Il re fu contento e rispose attraverso un funzionario che mi
avrebbe ricevuto, l'indomani alle due e mezzo, nel suo quartier
generale. Il funzionario era un giovanotto pallido ed eccitato: mi
portò la notizia aggiungendo, «per il mio bene», molti consigli.

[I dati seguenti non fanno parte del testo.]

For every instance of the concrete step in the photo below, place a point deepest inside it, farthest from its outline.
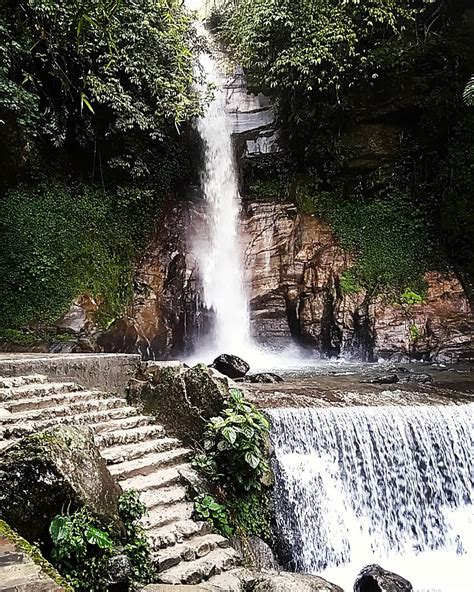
(150, 463)
(129, 435)
(37, 390)
(29, 425)
(190, 550)
(172, 534)
(163, 496)
(49, 401)
(108, 428)
(195, 572)
(14, 381)
(163, 515)
(129, 452)
(229, 581)
(160, 478)
(26, 577)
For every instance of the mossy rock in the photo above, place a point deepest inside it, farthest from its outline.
(15, 550)
(182, 399)
(51, 472)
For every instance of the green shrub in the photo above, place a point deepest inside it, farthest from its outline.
(57, 242)
(410, 298)
(388, 236)
(206, 508)
(83, 546)
(349, 283)
(234, 460)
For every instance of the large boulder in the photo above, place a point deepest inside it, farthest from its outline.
(263, 378)
(374, 578)
(23, 568)
(183, 400)
(231, 366)
(256, 553)
(290, 582)
(421, 378)
(50, 472)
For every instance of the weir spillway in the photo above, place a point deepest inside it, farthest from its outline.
(389, 484)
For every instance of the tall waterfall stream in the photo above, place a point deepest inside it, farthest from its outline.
(354, 485)
(388, 484)
(219, 253)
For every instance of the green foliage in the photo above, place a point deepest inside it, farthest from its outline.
(250, 514)
(137, 548)
(349, 283)
(269, 177)
(236, 441)
(234, 460)
(410, 298)
(83, 547)
(414, 333)
(130, 62)
(57, 242)
(208, 509)
(388, 237)
(312, 46)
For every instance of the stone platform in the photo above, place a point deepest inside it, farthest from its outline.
(110, 372)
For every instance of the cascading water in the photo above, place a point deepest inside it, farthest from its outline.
(389, 485)
(219, 255)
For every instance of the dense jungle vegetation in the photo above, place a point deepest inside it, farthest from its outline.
(378, 139)
(96, 103)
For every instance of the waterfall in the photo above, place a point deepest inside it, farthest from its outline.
(219, 253)
(389, 485)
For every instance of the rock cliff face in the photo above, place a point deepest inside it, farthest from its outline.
(294, 268)
(166, 314)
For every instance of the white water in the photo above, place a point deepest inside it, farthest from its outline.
(219, 255)
(387, 485)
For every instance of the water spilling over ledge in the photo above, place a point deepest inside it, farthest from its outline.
(388, 484)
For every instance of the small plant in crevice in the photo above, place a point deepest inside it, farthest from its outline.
(234, 461)
(83, 546)
(206, 508)
(131, 510)
(82, 549)
(414, 333)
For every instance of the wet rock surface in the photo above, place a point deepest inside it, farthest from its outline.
(418, 378)
(231, 366)
(256, 553)
(295, 265)
(328, 384)
(383, 379)
(23, 568)
(263, 378)
(182, 399)
(43, 474)
(374, 578)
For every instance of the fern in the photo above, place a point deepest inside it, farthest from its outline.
(469, 93)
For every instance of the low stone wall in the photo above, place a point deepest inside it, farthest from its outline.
(109, 372)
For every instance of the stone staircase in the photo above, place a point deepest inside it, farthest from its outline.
(139, 454)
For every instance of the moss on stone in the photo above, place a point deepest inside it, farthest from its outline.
(34, 554)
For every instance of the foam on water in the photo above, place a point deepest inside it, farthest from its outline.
(389, 485)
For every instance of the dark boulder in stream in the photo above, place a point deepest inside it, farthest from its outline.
(381, 379)
(231, 366)
(263, 378)
(417, 378)
(291, 582)
(374, 578)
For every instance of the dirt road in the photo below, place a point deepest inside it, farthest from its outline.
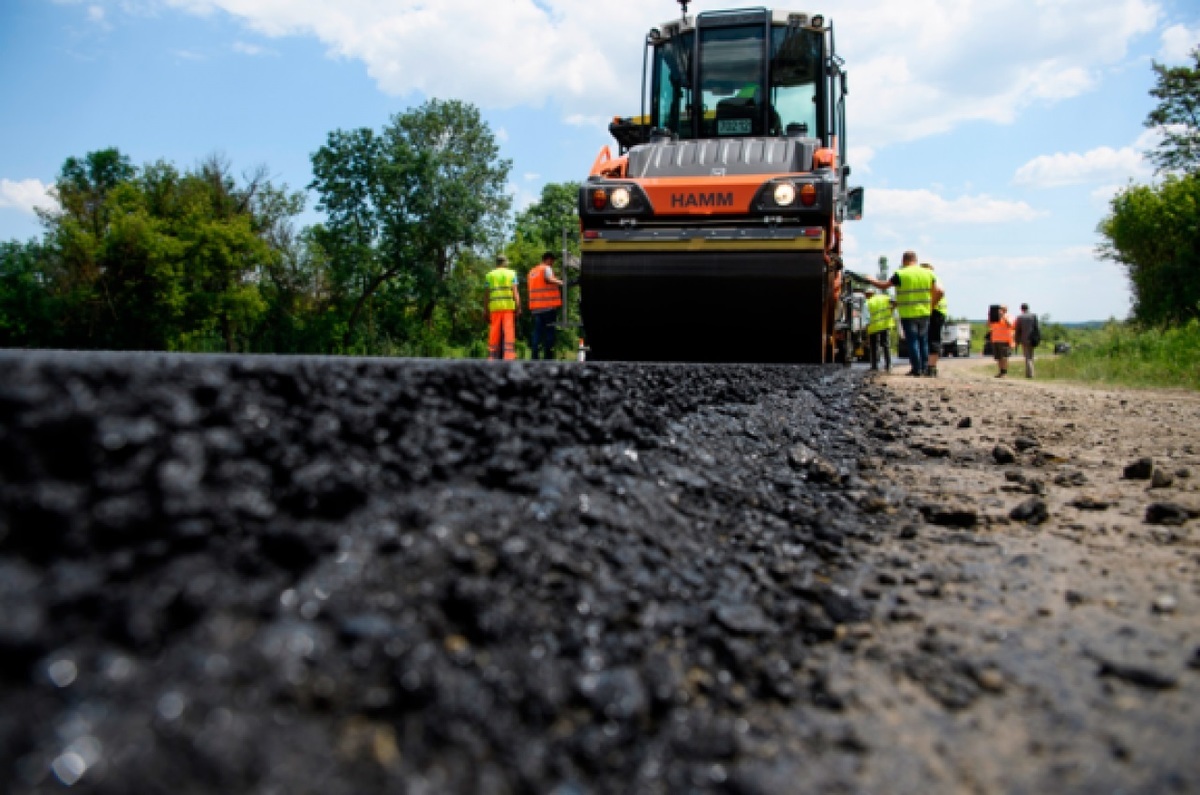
(329, 575)
(1066, 589)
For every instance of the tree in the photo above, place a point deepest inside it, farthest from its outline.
(1155, 233)
(154, 258)
(405, 208)
(27, 316)
(1177, 117)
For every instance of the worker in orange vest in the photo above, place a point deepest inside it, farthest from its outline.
(503, 304)
(545, 298)
(1002, 338)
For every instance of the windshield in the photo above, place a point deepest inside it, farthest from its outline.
(731, 81)
(795, 69)
(732, 100)
(672, 69)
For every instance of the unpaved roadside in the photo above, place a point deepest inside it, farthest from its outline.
(1078, 617)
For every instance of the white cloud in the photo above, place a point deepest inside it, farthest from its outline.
(859, 159)
(1179, 41)
(25, 195)
(1104, 193)
(927, 207)
(583, 120)
(917, 69)
(1102, 163)
(253, 51)
(522, 197)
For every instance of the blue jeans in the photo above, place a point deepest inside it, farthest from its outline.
(544, 333)
(916, 333)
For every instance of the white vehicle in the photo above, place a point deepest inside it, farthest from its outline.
(957, 340)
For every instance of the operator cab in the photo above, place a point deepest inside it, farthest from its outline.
(743, 73)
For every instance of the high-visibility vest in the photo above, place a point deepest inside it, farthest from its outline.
(916, 292)
(1002, 332)
(543, 294)
(880, 306)
(943, 305)
(499, 290)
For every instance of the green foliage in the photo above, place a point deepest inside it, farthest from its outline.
(1177, 115)
(147, 258)
(155, 257)
(1155, 233)
(1121, 353)
(409, 208)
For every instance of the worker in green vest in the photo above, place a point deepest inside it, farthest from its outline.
(503, 304)
(881, 309)
(936, 323)
(917, 292)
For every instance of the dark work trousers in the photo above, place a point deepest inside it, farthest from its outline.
(544, 333)
(881, 342)
(916, 332)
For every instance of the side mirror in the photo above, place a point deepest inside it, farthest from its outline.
(855, 204)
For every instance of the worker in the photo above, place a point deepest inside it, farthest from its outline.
(545, 299)
(1002, 338)
(917, 292)
(881, 308)
(503, 304)
(936, 323)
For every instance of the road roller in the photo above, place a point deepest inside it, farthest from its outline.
(713, 233)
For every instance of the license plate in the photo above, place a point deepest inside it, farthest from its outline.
(733, 126)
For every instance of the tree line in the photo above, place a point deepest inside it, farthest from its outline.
(1153, 231)
(161, 258)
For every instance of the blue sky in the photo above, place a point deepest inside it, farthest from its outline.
(989, 135)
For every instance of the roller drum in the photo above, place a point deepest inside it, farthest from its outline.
(755, 306)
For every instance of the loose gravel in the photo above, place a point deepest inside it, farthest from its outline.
(346, 575)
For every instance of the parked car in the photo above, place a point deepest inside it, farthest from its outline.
(957, 340)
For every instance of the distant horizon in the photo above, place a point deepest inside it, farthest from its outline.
(993, 161)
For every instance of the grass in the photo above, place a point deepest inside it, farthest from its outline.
(1122, 354)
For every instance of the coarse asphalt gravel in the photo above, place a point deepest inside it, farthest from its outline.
(265, 574)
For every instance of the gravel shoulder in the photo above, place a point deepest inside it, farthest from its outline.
(1065, 587)
(335, 575)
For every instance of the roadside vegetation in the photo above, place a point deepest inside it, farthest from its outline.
(1122, 354)
(157, 257)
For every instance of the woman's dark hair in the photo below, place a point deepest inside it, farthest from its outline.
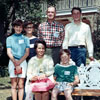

Anzitutto mi raccomandò di arrivare con mezz'ora di anticipo: il
re non poteva aspettare. Poi mi ordinò di abbigliarmi
severamente, come si conviene a un incontro solenne. Infine mi
disse di non preparare domande impudenti. Fu così che, vestita
di nero, priva di trucco, e vagamente impaurita, mi recai al
quartier generale del re che si trova al numero 5451 di Marathon
Street, dentro le mura della Paramount.
La strada per arrivare al re è lunga e difficile. Il primo
problema consiste nel superare l'entrata principale degli studios
dove le pareti sono ancora coperte dai fotogrammi de I Dieci
Comandamenti, e un poliziotto accigliato come quelli che
interrogano gli stranieri sospetti a Ellis Island rivolge una
quantità di domande indiscrete. Il mio poliziotto era
particolarmente cattivo.
Volle sapere come mi chiamavo, quanti anni avevo, da dove
venivo, che cosa volevo. Mi fece aspettare moltissimo, telefonò
a tre o quattro persone per controllare se ero davvero attesa dal
re e, soltanto dopo avermi fatto sentire colpevole di reati
nient'affatto commessi, mi permise di salire fino all'ufficio del
signor Schellhorn, uno coi baffi che si occupa di pubblicità.